I mean, last week, ‘random’ brought me this heart-wrenching number by Nina Simone for crying out loud:
So to then to follow it up with the Joseph Arthur ditty just seemed mean. But then, following my desire to share the song I found a youtube video. It’s homemade from 50 year-old footage and photographs made by a son (I believe) of his parents when they were young, a testament to their love that was – at the time the video was made – 60+ years-old.
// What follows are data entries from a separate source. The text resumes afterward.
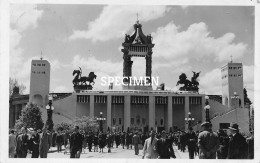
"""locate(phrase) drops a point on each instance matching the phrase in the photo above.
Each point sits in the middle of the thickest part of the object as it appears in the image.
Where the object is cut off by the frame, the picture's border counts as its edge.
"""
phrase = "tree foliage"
(86, 123)
(31, 118)
(14, 83)
(63, 126)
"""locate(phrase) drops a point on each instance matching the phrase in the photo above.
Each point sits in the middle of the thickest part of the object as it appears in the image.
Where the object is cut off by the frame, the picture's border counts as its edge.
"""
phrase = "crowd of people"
(206, 144)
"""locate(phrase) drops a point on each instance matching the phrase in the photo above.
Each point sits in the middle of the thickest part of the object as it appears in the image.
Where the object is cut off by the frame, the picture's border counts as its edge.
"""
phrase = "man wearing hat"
(191, 142)
(237, 144)
(22, 144)
(208, 142)
(164, 147)
(135, 141)
(149, 149)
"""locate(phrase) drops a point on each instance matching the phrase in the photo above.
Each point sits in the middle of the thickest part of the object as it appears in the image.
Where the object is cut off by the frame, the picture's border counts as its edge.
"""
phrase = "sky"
(186, 38)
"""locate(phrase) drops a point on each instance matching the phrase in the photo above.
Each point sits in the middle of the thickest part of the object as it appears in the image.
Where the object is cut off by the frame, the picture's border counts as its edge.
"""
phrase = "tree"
(87, 123)
(14, 83)
(31, 118)
(246, 99)
(63, 126)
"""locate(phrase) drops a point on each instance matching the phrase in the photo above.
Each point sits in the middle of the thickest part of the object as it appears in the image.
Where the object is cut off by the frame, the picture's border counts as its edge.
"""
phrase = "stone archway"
(38, 99)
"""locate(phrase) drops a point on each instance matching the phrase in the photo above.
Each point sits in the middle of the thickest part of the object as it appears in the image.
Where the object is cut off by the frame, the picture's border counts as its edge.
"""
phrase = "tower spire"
(137, 20)
(41, 56)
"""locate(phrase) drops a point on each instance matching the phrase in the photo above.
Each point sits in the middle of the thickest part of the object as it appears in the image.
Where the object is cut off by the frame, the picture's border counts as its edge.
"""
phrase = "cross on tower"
(137, 18)
(41, 55)
(231, 58)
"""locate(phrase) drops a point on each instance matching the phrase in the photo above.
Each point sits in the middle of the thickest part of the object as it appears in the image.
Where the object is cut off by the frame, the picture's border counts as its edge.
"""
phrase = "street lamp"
(49, 108)
(189, 119)
(101, 121)
(235, 97)
(207, 107)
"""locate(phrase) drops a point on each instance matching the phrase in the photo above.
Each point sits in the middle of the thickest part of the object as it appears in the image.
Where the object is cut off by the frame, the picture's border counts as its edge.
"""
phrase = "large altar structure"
(135, 107)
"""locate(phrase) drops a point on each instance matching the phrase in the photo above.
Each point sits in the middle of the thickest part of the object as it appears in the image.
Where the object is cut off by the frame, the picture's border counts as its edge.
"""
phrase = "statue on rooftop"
(189, 85)
(80, 82)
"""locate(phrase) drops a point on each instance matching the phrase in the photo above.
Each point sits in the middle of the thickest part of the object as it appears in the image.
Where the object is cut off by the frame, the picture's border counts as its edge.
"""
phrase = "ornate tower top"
(137, 45)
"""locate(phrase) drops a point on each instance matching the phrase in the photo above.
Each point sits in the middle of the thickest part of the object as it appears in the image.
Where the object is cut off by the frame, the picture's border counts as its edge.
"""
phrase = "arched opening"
(37, 99)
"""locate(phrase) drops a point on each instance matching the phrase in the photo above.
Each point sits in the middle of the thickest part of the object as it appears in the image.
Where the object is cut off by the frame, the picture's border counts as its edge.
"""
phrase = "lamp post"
(207, 107)
(49, 108)
(101, 121)
(235, 97)
(189, 119)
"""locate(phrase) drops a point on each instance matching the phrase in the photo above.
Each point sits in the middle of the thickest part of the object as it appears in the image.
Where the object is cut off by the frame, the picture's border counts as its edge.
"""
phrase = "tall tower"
(39, 82)
(137, 45)
(232, 85)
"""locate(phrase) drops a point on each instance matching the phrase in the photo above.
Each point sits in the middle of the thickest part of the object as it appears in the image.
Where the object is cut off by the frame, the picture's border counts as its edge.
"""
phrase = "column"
(91, 105)
(187, 109)
(109, 103)
(203, 111)
(151, 112)
(16, 113)
(127, 111)
(169, 112)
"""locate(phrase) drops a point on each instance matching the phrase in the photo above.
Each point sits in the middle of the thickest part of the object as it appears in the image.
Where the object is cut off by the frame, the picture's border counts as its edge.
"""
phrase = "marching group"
(206, 143)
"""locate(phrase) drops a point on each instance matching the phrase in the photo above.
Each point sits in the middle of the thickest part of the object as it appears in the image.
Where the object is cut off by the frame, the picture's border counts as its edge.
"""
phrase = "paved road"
(115, 153)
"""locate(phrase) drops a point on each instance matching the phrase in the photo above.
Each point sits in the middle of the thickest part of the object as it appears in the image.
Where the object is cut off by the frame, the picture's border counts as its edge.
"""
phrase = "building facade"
(39, 82)
(232, 85)
(133, 109)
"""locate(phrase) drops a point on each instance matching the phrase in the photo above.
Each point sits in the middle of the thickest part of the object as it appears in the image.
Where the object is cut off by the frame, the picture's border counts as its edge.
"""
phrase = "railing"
(222, 113)
(139, 92)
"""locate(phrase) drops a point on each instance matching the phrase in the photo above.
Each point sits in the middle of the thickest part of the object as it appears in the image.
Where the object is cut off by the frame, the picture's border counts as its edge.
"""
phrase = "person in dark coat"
(66, 138)
(54, 135)
(109, 142)
(95, 140)
(237, 145)
(135, 141)
(164, 147)
(183, 141)
(101, 142)
(59, 141)
(208, 142)
(250, 142)
(123, 139)
(127, 140)
(22, 144)
(143, 138)
(76, 142)
(117, 139)
(131, 138)
(90, 142)
(191, 142)
(45, 143)
(35, 141)
(223, 145)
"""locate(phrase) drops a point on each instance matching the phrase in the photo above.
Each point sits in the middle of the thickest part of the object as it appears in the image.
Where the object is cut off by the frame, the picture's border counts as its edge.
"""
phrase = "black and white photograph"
(129, 81)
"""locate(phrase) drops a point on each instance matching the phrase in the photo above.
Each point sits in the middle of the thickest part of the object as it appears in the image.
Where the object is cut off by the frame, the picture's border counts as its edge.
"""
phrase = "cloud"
(248, 78)
(106, 68)
(24, 16)
(210, 83)
(194, 43)
(114, 21)
(61, 89)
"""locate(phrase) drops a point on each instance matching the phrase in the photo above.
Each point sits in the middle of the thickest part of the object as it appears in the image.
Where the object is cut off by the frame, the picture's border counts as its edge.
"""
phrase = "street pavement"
(119, 153)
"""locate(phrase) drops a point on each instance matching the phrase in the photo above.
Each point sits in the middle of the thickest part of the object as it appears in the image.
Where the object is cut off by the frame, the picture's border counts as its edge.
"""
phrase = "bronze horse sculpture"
(78, 79)
(189, 85)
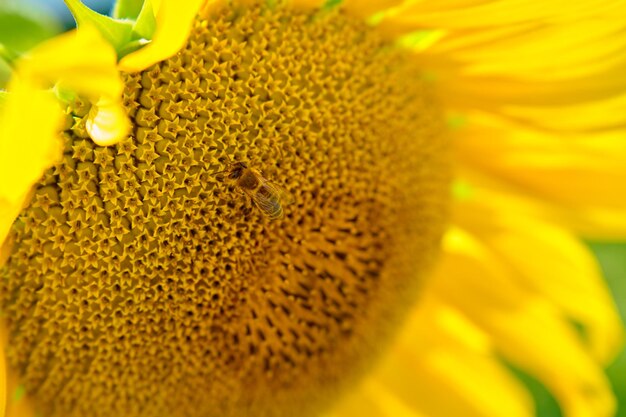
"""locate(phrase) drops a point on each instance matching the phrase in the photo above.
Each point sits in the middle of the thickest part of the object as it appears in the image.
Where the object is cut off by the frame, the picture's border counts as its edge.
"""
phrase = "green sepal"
(131, 47)
(145, 25)
(117, 32)
(65, 96)
(127, 9)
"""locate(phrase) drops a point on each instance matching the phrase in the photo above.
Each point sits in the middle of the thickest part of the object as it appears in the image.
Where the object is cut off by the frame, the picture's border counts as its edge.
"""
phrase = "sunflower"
(444, 152)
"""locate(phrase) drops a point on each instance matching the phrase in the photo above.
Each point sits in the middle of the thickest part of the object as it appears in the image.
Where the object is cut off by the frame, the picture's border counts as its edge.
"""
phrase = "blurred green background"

He set it to the Joseph Arthur song. I’m not sure he got the raging lack of commitment in the song… Or maybe he just felt the amazing amount of love the lyrics suggest – that that first line I heard states outright – and the rest just doesn’t matter, shouldn’t matter?
I don’t know.
I just know there is something very moving about the video and it’s worth it to stick it out until the end:
Goodnight All,
Your Octopus in Residence
I like the Nina Simone song. The song about needing that still haunts me to this day is the song from “Oliver” – “As Long As He Needs Me.”
By: michele on 3 January 2009
at 6:03 am
It is a beautiful song isn’t it? Nina Simone performs… Not just a singer – her whole self is in those songs – at least that’s how it feels. I will have to youtube the Oliver song though I think I do know the one you’re talking about.